Demikian halnya bila mendiskursuskan hasil karya seni seseorang yang adalah bukti adanya kreativitas berpikir yang bernilai tinggi. Dengan simplifikasinya, pekerja berpikir, penulis berpikir, petani berpikir dan pelukis berpikir. Singkatnya, yang hidup berpikir.
Dari pemikiran-pemikiran tersebutlah yang kemudian menciptakan warna-warni dari sebuah kehidupan yang sarat indah, menawan dan memukau jiwa. Dan dari kesemua keindahan itu, Tuhan-lah yang menjadi titik pusatnya.
Tuhan, yang oleh setiap pemeluk agama disebut dengan nama yang berbeda, adalah keindahan yang tak pernah tertandingi. Dia hadir ke dalam bentuk rupa; alam dan segala isinya, termasuk ke dalam diri saya dan Anda, tentu saja.
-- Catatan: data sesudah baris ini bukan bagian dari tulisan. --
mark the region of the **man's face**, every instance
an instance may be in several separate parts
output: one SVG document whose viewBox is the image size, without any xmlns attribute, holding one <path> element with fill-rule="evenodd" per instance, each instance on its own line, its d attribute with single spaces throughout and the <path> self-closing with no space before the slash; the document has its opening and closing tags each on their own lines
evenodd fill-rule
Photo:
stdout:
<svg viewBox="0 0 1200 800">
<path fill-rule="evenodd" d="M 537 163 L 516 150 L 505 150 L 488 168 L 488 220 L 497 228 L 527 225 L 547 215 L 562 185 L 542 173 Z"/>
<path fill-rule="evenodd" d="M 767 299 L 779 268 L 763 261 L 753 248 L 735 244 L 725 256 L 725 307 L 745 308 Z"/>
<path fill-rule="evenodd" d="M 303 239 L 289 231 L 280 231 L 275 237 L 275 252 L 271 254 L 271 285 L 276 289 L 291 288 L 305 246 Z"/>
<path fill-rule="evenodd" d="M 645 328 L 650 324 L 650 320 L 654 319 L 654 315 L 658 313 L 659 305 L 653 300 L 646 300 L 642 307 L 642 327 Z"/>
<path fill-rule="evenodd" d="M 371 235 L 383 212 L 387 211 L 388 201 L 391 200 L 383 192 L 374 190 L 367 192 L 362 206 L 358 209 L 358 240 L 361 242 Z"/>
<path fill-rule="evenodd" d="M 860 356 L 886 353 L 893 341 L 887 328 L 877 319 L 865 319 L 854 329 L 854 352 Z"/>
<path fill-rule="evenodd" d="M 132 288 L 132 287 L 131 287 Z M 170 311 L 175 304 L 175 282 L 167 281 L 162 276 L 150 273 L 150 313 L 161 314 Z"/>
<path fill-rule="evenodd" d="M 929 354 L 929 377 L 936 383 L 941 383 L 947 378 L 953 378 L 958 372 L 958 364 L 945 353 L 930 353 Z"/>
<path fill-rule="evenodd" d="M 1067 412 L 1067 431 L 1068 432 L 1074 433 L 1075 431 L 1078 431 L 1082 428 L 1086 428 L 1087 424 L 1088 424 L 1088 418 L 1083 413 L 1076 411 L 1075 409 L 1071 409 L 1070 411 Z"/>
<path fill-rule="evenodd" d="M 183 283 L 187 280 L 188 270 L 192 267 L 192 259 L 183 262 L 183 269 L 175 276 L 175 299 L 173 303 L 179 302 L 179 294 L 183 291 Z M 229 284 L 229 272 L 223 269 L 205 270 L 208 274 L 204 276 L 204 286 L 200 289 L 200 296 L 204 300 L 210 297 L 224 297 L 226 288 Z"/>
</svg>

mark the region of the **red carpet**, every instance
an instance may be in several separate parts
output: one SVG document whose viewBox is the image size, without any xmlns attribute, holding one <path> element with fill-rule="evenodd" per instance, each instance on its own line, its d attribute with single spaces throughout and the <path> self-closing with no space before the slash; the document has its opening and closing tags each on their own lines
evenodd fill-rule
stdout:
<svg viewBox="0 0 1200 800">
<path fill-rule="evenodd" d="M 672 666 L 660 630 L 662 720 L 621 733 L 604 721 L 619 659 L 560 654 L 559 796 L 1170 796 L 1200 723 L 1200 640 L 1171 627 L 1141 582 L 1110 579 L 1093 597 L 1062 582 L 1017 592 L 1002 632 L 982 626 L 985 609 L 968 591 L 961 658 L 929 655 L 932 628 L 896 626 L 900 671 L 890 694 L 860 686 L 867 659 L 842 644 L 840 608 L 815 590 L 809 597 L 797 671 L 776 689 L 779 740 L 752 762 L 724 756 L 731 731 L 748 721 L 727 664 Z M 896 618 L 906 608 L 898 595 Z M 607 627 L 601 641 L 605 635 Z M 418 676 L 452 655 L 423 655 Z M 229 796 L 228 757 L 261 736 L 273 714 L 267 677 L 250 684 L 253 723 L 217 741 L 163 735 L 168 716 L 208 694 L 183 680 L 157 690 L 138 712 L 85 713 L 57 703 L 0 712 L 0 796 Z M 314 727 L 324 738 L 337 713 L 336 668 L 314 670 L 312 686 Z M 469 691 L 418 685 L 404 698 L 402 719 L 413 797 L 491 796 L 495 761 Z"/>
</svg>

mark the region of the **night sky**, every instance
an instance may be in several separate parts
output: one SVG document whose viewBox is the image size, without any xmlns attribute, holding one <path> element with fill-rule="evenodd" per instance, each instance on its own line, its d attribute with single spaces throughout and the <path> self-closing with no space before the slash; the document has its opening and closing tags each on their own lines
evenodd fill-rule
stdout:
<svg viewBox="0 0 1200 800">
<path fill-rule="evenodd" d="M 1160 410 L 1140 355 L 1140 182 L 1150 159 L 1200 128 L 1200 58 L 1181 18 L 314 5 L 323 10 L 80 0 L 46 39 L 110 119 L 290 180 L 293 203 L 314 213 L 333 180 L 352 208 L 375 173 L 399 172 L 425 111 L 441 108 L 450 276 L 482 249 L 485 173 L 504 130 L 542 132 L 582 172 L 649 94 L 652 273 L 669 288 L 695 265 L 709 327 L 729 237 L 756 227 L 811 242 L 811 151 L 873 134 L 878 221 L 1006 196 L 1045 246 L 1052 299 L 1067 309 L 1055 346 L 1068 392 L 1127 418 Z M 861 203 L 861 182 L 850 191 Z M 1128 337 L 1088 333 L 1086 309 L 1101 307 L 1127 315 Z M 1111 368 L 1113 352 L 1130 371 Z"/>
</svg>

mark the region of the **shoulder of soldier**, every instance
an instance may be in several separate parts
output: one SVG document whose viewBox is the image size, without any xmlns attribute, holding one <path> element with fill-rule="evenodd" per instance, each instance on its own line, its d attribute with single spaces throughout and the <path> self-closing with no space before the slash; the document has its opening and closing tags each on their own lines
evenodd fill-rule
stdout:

Lebih lanjut, bila mengutip pandangan filsuf Leibniz (dalam The monadology of Leibniz); Tuhan telah menunjukkan eksistensinya di dalam semua ciptaan, tak terkecuali ke dalam jasad-jasad organik. Ihwal, Tuhan telah menciptakan tempat tinggal kita ini (baca: bumi) sebagai dunia yang terbaik dari dunia lainnya.
Sehingga sudah menjadi kosekuensi logis bila kita saling menjaga, mencintai dan merawat sesama ciptaanNya. Selebihnya, tak lupa memanjatkan puji syukur kehadirat Sang Pencipta.
Ada begitu banyak cara kita untuk bersyukur, salah satunya dengan berekreasi ke pantai tanpa meninggalkan sampah plastik, misalnya.
Atau salah duanya, berwisata ekologis (baca: ke kebun/hutan) tanpa merusak ekosistem hutan. Seperti tidak menebang dan membakar hutan sembarangan. Dan masih banyak contoh-contoh lainnya.
Singkatnya, ekspresikan diri dan pikiran dengan lingkungan dan alam sekitar tanpa punya orientasi merusak.
Demikian kiranya refleksi singkat menyoal "Cogito Ergo Sum" yang kalau ditik menggunakan kacamata seorang Leibnizan.(*)
Akhirul kata, salam hangat untuk Romo Greg, sumber inspirasi dalam tulisan ini.
Terima kasih pula untuk rekan-rekan sekalian yang menyempatkan diri untuk membaca. Tuhan memberkati.